I don’t mind that since it worked good the last time. I think that once I get back to riding the track and up to speed it will come, I’m totally looking forward for it.
I enjoy the whole SuperEnduro season, riding the 350, the intensity, the atmosphere at the races, the arenas, the whole show, and the crowd, I’m just excited to going back to it again.
“If you go to a Romaniacs day with a SuperEnduro mentality you’re not going to last long”
The whole mind-set when you’re there is different, you go from practice and you have six minutes to make a lap and learn the track and then you go to qualification and seven minutes to make a lap so you have to be aggressive from the first moment.

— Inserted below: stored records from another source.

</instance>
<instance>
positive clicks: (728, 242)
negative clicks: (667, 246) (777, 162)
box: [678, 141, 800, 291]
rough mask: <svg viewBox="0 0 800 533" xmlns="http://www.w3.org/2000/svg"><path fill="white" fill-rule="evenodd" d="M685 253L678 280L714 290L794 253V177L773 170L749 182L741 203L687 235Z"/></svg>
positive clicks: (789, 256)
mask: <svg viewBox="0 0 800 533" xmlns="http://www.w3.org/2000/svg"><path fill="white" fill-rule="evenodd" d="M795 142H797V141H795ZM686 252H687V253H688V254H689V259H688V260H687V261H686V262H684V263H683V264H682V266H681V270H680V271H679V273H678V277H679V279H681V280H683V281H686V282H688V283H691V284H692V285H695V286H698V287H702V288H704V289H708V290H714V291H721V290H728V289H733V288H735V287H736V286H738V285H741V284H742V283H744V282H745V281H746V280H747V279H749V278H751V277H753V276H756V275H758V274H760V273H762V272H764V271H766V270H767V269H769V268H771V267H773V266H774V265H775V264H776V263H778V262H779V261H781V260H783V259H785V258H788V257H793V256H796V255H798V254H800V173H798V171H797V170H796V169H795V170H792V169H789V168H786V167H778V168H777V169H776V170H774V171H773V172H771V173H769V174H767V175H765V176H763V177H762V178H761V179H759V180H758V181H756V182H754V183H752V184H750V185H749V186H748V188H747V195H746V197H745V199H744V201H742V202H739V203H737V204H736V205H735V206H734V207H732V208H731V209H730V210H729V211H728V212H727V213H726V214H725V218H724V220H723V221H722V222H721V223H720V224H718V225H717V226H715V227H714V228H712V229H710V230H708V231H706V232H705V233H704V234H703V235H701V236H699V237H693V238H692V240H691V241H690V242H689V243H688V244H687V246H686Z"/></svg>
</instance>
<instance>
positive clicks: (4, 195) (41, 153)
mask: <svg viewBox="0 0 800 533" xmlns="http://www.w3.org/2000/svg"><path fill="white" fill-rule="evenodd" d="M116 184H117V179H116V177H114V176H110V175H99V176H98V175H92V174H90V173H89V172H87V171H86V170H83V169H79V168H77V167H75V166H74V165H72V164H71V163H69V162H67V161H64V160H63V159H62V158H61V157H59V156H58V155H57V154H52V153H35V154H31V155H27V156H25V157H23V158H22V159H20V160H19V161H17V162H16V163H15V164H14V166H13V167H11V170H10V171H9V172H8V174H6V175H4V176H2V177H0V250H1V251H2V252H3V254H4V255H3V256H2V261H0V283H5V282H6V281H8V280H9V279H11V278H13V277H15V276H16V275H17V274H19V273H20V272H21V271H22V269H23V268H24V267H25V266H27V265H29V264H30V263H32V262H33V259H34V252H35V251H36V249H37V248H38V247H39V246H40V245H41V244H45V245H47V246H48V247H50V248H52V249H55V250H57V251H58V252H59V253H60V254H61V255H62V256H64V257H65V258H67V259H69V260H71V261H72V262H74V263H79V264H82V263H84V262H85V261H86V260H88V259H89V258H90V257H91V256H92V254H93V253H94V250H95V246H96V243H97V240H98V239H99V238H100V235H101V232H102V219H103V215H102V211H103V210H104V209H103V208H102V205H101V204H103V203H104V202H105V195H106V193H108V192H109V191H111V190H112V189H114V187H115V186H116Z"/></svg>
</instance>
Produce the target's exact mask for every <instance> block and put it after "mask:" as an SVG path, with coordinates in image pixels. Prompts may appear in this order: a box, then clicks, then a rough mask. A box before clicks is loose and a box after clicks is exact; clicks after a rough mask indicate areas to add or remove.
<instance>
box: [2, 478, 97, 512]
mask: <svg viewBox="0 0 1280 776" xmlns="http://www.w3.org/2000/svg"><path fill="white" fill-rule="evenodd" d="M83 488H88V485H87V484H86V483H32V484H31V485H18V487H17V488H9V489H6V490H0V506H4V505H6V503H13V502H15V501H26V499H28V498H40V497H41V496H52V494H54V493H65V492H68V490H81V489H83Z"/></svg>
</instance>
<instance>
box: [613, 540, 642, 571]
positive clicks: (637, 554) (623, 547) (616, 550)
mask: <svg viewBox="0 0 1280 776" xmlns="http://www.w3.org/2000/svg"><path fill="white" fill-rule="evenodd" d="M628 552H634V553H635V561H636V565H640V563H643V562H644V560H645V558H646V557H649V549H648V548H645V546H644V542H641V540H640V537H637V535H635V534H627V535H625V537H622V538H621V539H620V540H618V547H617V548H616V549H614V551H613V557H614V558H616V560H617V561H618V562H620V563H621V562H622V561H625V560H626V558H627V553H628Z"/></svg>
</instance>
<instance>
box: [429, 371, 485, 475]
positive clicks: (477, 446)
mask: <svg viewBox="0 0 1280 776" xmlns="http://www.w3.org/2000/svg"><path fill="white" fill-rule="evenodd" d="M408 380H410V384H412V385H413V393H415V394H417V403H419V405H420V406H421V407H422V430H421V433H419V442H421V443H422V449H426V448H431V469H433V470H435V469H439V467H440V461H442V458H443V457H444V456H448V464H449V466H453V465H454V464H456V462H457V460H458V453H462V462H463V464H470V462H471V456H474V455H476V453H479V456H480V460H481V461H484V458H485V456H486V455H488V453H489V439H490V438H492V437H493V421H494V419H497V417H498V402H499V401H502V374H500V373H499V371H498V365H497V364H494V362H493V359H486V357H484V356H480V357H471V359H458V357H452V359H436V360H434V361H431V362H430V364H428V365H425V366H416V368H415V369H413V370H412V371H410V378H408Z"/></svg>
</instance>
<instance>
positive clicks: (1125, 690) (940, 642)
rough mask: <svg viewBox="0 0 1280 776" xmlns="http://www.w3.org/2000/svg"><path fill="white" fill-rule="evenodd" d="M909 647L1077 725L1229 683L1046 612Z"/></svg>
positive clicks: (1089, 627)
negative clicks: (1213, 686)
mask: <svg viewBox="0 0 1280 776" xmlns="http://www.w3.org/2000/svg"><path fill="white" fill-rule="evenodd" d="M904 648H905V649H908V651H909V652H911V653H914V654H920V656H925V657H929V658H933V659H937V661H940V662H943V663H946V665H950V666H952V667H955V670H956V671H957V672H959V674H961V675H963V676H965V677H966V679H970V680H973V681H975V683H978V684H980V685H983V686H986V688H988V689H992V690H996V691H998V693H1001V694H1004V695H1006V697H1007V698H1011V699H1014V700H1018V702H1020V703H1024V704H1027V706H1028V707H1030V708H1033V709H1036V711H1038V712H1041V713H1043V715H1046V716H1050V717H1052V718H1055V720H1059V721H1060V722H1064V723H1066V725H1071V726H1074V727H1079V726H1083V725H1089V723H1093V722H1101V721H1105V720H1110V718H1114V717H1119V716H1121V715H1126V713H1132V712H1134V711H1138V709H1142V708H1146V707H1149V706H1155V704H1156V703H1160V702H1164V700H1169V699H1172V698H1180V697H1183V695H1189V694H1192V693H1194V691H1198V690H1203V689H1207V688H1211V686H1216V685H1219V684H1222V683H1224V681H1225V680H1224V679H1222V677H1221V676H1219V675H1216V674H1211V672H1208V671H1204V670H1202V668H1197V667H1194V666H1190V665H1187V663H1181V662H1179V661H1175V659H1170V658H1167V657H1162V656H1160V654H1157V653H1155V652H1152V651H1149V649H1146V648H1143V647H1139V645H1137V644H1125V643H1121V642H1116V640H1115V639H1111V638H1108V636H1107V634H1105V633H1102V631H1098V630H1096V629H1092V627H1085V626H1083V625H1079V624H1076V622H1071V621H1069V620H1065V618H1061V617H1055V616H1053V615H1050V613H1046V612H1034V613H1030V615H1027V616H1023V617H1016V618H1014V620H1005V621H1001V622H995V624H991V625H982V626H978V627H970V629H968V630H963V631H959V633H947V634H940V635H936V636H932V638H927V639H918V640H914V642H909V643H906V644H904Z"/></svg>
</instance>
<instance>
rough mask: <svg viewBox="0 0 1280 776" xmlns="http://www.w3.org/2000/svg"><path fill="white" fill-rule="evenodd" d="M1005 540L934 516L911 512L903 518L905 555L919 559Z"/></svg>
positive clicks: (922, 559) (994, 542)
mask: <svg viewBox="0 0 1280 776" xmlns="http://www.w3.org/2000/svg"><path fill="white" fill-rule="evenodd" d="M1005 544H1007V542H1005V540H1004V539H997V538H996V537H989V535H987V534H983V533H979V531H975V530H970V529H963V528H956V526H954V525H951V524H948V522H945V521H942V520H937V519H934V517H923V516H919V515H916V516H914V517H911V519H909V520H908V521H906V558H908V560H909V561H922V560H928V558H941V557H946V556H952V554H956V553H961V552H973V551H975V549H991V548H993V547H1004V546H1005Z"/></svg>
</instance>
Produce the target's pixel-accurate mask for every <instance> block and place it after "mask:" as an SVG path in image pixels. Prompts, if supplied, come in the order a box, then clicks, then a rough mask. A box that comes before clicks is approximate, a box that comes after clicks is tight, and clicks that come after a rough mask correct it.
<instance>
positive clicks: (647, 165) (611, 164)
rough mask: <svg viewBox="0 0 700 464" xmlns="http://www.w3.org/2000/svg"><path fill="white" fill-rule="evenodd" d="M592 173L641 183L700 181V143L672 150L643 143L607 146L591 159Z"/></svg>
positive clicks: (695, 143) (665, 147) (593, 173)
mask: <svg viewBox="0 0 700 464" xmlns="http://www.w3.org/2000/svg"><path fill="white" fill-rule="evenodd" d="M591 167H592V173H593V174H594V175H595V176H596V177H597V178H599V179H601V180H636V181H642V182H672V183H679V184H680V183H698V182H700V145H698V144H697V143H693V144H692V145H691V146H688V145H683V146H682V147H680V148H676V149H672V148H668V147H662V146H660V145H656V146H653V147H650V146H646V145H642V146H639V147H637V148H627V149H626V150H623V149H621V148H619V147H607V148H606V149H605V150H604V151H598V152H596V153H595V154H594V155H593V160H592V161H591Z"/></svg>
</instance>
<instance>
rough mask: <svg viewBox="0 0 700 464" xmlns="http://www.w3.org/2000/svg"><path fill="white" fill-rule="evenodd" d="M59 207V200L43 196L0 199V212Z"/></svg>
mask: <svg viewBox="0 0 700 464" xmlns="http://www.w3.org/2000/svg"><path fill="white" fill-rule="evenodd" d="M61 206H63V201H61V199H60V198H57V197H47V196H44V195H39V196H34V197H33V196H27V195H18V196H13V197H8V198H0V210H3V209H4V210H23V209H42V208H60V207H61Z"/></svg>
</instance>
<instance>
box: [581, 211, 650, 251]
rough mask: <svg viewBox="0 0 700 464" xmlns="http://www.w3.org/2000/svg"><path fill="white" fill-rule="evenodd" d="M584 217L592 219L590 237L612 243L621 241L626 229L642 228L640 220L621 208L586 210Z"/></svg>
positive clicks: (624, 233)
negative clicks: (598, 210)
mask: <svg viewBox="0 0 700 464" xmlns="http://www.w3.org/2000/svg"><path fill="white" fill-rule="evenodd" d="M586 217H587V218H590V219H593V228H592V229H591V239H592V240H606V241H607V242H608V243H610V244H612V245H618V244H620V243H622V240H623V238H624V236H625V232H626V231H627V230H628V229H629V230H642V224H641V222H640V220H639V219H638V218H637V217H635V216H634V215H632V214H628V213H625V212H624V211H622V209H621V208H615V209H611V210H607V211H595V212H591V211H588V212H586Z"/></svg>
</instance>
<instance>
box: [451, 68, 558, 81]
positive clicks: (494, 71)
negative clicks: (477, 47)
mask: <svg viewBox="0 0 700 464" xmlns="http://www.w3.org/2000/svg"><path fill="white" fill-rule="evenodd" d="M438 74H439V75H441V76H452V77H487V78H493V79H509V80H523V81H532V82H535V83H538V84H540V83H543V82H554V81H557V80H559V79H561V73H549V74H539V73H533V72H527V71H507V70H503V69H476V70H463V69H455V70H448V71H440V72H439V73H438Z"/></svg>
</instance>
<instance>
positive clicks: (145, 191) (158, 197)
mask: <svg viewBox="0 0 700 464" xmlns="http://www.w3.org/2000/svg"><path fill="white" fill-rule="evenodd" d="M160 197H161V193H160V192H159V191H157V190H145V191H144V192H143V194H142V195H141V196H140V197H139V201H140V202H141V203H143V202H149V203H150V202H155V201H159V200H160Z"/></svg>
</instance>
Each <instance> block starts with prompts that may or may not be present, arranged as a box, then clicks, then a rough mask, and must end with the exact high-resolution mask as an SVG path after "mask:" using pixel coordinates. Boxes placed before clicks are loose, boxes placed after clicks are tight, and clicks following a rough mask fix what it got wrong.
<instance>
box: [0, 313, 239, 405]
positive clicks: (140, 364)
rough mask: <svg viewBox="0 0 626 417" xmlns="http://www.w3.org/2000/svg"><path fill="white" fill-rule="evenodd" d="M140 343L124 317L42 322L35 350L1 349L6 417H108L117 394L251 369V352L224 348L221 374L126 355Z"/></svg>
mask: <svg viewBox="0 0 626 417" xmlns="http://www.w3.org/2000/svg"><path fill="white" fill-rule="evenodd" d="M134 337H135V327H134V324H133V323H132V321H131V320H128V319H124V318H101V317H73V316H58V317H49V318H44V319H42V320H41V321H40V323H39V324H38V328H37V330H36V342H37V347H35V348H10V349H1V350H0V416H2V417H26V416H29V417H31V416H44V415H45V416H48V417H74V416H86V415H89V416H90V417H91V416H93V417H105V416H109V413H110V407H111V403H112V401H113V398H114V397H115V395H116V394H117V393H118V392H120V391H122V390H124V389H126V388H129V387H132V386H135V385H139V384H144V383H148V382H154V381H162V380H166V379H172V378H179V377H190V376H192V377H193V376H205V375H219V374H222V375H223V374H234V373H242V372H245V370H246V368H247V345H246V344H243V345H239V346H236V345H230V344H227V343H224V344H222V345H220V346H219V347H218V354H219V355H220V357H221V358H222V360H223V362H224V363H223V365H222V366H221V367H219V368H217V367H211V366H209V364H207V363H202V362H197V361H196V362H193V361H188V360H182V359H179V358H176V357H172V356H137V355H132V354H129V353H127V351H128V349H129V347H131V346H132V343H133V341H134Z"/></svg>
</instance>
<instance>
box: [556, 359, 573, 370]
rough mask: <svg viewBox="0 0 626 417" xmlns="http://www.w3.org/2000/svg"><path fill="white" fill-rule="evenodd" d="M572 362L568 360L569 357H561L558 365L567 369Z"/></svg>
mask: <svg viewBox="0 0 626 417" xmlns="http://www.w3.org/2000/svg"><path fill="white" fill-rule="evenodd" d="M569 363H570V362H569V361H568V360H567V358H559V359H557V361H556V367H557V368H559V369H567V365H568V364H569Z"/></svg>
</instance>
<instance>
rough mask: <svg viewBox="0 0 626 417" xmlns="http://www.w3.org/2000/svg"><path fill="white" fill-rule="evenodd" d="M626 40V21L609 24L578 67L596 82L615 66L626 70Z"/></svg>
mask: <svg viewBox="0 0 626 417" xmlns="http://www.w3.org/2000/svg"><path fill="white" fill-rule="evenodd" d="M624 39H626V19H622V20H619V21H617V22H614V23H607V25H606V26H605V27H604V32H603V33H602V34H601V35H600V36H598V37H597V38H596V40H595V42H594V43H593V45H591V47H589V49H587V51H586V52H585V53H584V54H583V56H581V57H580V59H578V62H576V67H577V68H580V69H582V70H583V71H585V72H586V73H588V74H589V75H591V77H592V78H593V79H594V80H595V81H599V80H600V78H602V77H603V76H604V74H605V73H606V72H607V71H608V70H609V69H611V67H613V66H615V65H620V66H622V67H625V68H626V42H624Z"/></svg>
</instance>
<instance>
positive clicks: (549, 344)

Obviously then the race is 100% aggression the entire time. What I noticed on my first season is that when you go back outdoors again you have to turn that off, if you go to a Romaniacs day with a SuperEnduro mentality you’re not going to last long.
Who’s got this? I know all the potential candidates, I don’t think there is going to be anyone who’s going to come in and steal the show, there are some new riders from last year that did alright and will probably challenge a little bit this year like Pol Tarres, Kevin Gallas, Blake Gutzeit can be dangerous in the reverse start races.
In the end I think it’s going to be between the factory guys. Our bikes are very well built and when you see the force that you hit the obstacle with the factory bikes really stand out.
Anyway, I’m ready for the SuperEnduro season and can’t wait to pick up where I left off.